24 Giugno 2015 | di Deborah Bianchi

Danno da lesione del diritto all'immagine, alla reputazione, all’onore e al decoro della persona fisica e giuridica

La web reputation è il prezzo della persona on line. Volutamente provocatoria, questa frase deve imporre la riflessione sulla natura della persona digitale quale patrimonio informativo fluttuante nell’Internet. Questa caratteristica espone il soggetto ad un alto rischio di manipolazione da parte degli operatori della Rete (motori di ricerca, social network, aggregatori di notizie, ecc..). La disciplina Data Protection è fondamentale per garantire il bene-Persona nell’Internet. Violare la web reputation significa compiere violenza sul soggetto informativo acquisendone il controllo con gravissime implicazioni manipolatorie. La persona può trovarsi collocata in momenti temporali che non esistono più; può assistere incredula al disconoscimento pubblico di qualifiche professionali realmente possedute o viceversa vedersi attribuite qualifiche negative immeritate; può trovarsi spettatrice impotente ammantata da un’identità totalmente estranea alla propria; può a propria insaputa essere venduta per gli scopi più disparati.
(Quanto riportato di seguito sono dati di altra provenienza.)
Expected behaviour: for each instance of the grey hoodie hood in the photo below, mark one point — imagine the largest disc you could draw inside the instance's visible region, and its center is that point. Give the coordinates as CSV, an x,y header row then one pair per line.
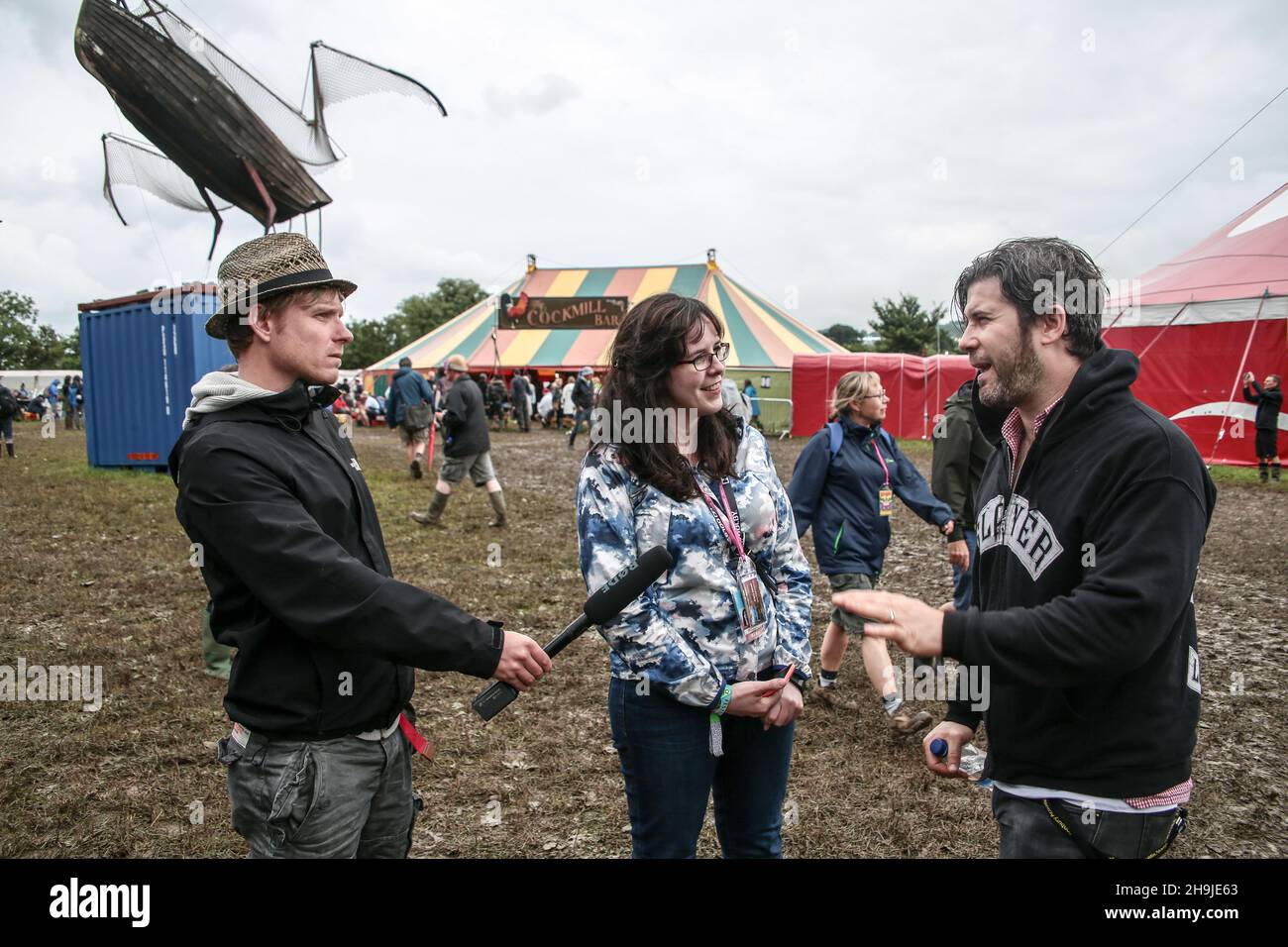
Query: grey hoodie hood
x,y
218,390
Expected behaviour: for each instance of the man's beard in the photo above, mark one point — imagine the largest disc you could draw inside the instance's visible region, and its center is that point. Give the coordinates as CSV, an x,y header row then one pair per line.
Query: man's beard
x,y
1014,377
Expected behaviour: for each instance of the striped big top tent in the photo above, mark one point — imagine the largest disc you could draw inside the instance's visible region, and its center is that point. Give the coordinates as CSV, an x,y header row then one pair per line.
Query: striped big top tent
x,y
760,334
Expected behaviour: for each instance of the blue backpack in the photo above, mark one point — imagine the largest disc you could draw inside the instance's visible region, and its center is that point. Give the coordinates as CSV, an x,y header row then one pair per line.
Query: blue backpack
x,y
836,434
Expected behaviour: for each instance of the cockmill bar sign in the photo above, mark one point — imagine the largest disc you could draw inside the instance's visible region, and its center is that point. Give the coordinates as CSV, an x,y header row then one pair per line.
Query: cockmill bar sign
x,y
566,312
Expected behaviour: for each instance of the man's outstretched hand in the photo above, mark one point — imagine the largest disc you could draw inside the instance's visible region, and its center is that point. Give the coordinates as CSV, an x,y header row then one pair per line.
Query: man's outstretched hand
x,y
914,626
522,661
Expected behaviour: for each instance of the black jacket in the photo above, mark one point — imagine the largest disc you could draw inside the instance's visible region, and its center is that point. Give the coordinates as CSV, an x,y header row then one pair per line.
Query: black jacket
x,y
407,388
1083,586
1269,405
297,573
465,420
961,453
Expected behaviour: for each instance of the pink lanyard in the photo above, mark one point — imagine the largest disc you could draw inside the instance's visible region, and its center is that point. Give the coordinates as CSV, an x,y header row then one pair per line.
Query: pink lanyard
x,y
876,446
722,517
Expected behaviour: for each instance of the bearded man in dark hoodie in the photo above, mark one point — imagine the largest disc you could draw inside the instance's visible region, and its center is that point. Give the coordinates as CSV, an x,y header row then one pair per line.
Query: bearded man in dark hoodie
x,y
1091,521
279,514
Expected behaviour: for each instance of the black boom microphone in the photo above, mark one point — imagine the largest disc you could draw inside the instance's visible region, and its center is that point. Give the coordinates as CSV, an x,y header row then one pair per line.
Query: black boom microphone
x,y
604,604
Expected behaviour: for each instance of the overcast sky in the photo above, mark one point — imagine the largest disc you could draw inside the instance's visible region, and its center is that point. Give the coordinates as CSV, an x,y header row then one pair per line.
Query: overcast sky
x,y
831,153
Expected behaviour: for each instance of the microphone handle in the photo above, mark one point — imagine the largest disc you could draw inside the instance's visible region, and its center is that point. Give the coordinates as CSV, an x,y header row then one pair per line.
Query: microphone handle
x,y
568,635
498,694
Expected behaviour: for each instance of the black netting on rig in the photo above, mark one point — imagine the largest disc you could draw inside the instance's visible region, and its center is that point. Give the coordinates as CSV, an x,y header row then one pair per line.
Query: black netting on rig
x,y
304,140
133,162
339,76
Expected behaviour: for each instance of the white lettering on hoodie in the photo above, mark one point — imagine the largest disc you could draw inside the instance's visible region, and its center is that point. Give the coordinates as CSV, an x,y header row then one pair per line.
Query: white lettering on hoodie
x,y
1020,528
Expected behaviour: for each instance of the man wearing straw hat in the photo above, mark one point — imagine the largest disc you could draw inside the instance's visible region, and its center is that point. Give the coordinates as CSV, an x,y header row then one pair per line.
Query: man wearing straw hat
x,y
288,543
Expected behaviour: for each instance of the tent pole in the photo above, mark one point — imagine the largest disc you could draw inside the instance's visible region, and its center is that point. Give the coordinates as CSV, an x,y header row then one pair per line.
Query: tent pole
x,y
1243,361
1168,325
1113,322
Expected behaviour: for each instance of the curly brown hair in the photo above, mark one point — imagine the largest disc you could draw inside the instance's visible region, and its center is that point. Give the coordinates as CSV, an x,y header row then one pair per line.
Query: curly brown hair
x,y
652,341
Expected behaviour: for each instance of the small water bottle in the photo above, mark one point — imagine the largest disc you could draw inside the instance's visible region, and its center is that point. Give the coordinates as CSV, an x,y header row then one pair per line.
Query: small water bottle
x,y
971,762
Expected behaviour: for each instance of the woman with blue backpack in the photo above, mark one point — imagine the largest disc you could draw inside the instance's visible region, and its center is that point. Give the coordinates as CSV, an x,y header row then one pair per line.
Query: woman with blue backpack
x,y
844,486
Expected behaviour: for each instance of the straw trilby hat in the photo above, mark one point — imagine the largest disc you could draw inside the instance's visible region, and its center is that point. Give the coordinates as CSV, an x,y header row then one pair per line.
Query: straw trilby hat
x,y
267,265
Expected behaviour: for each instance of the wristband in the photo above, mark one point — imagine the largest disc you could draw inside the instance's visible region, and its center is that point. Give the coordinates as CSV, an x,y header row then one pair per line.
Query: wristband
x,y
725,696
I danni subiti sono prevalentemente pregiudizi alla vita di relazione e/o danni psichici a cui sempre occorre aggiungere il danno patrimoniale calcolato nella misura del costo di una campagna reputazionale positiva. Il prezzo della persona on line finora stimato in via equitativa parte da un minimo di euro 2.000 fino a un massimo di euro 70.000. Il principio di integralità del risarcimento impone però l’applicazione del metodo tabellare sulla scorta di perizie condotte da collegi di esperti di psicologia giuridica, computer forensics e campagne reputazionali.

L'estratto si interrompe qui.